Specchiarsi nel volto dei poveri
Il volto della Congrega è anche il volto delle persone che incontra, delle case che visita, delle associazioni che sovvenziona
Aiutare è rispecchiarsi nell’altro. Sono migliaia i colloqui che ogni anno consentono al sodalizio di venire in contatto con tanti bisogni, alcuni inattesi, per avere strategie aggiornate sul campo. In altri termini, il volto della Congrega è anche il volto delle persone che incontra, delle case che visita, delle associazioni che sovvenziona. Ci sono anche storie semplici, che non impressionano e non sono eclatanti, ma che tuttavia restituiscono la vita faticosa di chi abita spesso a fianco a noi.
“Piera è venuta a bussare in Congrega per la prima volta quattro anni fa. È sola e – riferisce una delle operatrici durante la Commissione mensile – ha problemi di salute. Amministra con attenzione la pensione per sostenere le spese mediche e altri costi. Non è abituata a chiedere e, quando lo fa, dimostra grande dignità... Una mattina è arrivata con il suo carrellino alla porta degli uffici di via Mazzini e ci ha lasciato una piantina fiorita. Ci siamo sorpresi, ma soprattutto commossi”.
Fadma, invece, vive in città ma viene dal Marocco e porta con sé due figli preadolescenti, oltre a un grande dolore.

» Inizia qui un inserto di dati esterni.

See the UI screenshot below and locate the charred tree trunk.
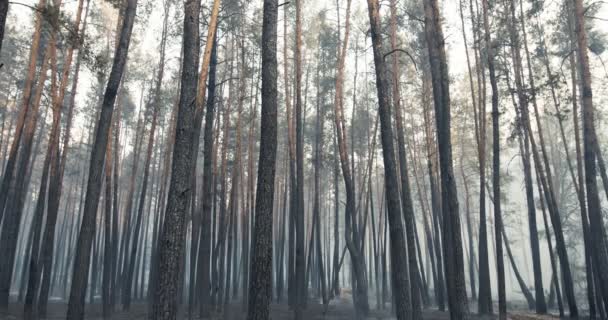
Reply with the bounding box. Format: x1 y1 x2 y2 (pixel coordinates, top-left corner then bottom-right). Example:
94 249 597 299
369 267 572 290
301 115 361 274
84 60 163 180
333 0 369 315
294 0 306 316
367 0 415 318
149 0 199 316
483 0 506 317
197 36 219 318
573 0 608 309
65 0 137 316
246 0 279 317
422 0 469 316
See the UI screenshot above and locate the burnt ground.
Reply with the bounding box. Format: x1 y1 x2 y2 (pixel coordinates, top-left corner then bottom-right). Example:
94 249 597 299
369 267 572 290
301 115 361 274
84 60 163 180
0 295 563 319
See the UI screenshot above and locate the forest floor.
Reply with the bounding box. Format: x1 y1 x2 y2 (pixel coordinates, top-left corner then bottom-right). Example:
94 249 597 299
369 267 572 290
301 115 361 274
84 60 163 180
0 295 564 319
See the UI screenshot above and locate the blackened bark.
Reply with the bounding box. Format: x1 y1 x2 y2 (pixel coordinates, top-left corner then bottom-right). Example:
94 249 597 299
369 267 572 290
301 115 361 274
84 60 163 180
366 0 412 318
102 123 114 318
332 137 340 298
123 5 167 308
476 0 491 311
422 0 469 316
573 0 608 309
197 37 218 317
483 0 505 317
501 225 535 308
149 0 199 315
0 43 50 310
0 0 46 230
566 13 598 311
537 168 564 317
313 55 328 308
506 0 577 313
246 0 278 317
388 0 419 316
0 0 7 54
294 0 305 317
65 1 137 317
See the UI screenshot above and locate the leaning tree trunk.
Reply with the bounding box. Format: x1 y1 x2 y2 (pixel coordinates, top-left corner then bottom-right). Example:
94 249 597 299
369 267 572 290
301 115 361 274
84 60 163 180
65 0 137 317
501 224 535 308
149 0 199 314
122 4 167 308
40 2 90 311
573 0 608 310
506 0 578 315
0 42 50 310
457 0 478 301
422 0 469 316
332 0 369 315
0 0 46 228
565 9 600 310
366 0 415 319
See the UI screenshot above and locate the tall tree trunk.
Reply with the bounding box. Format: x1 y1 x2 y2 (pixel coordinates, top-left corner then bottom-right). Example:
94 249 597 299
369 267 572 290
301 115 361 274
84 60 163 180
123 3 167 308
197 36 219 318
332 135 340 298
388 0 420 316
422 0 469 316
457 0 477 301
283 3 297 307
102 121 114 318
573 0 608 309
505 0 577 314
246 0 279 317
333 0 369 315
65 0 137 316
150 13 200 308
563 5 598 313
420 72 446 311
0 40 50 310
476 0 491 311
294 0 305 317
483 0 506 317
0 0 46 229
313 51 328 308
367 0 414 318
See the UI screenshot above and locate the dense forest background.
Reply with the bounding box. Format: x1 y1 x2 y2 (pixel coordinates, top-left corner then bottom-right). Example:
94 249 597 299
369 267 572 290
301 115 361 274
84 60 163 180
0 0 607 318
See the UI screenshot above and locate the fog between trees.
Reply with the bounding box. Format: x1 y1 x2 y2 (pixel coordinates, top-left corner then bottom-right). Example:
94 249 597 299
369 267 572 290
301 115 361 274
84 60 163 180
0 0 607 318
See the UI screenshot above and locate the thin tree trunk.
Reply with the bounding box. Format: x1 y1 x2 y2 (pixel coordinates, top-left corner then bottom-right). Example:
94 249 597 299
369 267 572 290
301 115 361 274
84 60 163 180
333 0 369 315
0 0 46 231
0 41 50 309
294 0 305 316
501 225 535 308
483 0 506 317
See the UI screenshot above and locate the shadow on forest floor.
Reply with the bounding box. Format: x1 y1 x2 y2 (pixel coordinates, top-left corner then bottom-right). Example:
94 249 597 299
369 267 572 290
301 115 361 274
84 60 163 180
0 295 565 319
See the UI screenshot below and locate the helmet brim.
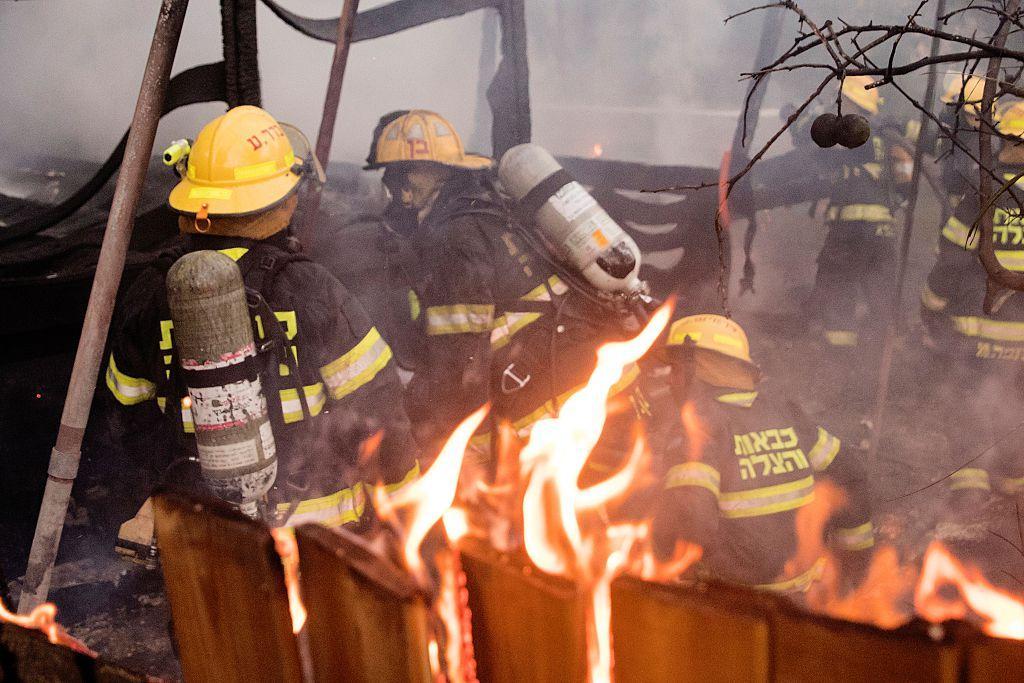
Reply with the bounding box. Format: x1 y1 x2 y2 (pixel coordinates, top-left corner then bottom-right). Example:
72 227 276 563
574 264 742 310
363 154 493 172
168 169 303 217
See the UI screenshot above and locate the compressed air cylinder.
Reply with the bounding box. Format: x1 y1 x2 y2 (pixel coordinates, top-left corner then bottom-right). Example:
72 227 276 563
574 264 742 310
498 143 643 294
166 251 277 517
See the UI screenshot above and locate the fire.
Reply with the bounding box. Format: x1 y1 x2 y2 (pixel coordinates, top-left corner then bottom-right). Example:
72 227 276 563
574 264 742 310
679 400 708 462
385 405 489 581
270 527 307 634
591 143 603 158
915 540 1024 640
518 304 673 682
0 596 95 657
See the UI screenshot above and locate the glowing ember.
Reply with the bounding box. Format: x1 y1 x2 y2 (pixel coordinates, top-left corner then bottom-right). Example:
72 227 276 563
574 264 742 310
915 540 1024 640
0 596 95 657
436 549 479 683
270 527 307 634
386 405 489 581
591 143 603 158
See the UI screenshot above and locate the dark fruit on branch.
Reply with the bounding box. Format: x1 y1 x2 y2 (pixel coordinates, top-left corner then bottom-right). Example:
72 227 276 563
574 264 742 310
811 113 839 148
836 114 871 149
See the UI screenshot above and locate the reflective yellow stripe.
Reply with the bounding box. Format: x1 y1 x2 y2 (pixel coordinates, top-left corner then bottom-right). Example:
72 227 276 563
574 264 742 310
279 383 327 423
426 304 495 335
833 522 875 551
105 354 157 405
754 557 826 593
320 327 393 400
951 316 1024 342
233 151 295 181
949 467 991 492
278 482 366 528
920 284 948 312
188 187 232 200
993 249 1024 271
665 462 721 498
999 476 1024 495
827 203 893 223
521 275 569 302
408 290 421 321
217 247 249 262
807 427 841 472
491 311 542 350
715 391 758 408
825 330 858 347
942 215 976 249
718 475 815 518
382 461 421 495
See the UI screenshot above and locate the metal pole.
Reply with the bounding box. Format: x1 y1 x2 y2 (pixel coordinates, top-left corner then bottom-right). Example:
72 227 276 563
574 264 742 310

Poco prima della pandemia la donna era riuscita a trovare lavoro, ma con un orario spezzato: tre ore al mattino e tre ore al pomeriggio. “Ci si accontenta – diceva alle operatrici –, occorre arrangiarsi e da sola non è facile”. La situazione di emergenza sanitaria, con la chiusura delle scuole, ha aggravato i disagi del nucleo familiare, già provato dalla scomparsa del capofamiglia. Il lockdown ha indirettamente prodotto quasi insormontabili necessità per chi è abituato a misurare ogni euro speso e non poche fatiche per l’accudimento dei più piccoli: “Era dura saperli a casa da soli, inoltre la didattica a distanza ha richiesto l’acquisto di dispositivi che altrimenti non avremmo comprato. Ma la scuola è importante”.
Anche Pietro si è trovato da solo con i suoi tre bambini nel mezzo della pandemia. Uno dei piccoli ha una forma di ritardo che porta conseguenze anche al fisico. L’uomo lavora nel settore delle pulizie e in concomitanza con l’emergenza sanitaria la moglie ha dovuto subire una operazione chirurgica che l’ha costretta a un lungo periodo di degenza in ospedale. “In un primo momento – ha detto Pietro rivolgendosi alla Congrega – ho usato le ferie che avevo per accudire i miei figli e stare vicino a mia moglie. Una volta finite quelle, ho dovuto chiedere l’aspettativa non retribuita”. Queste sono solo alcune delle storie e dei volti che la Fondazione Folonari ha sostenuto in questo tempo di pandemia tanto difficile per tutti.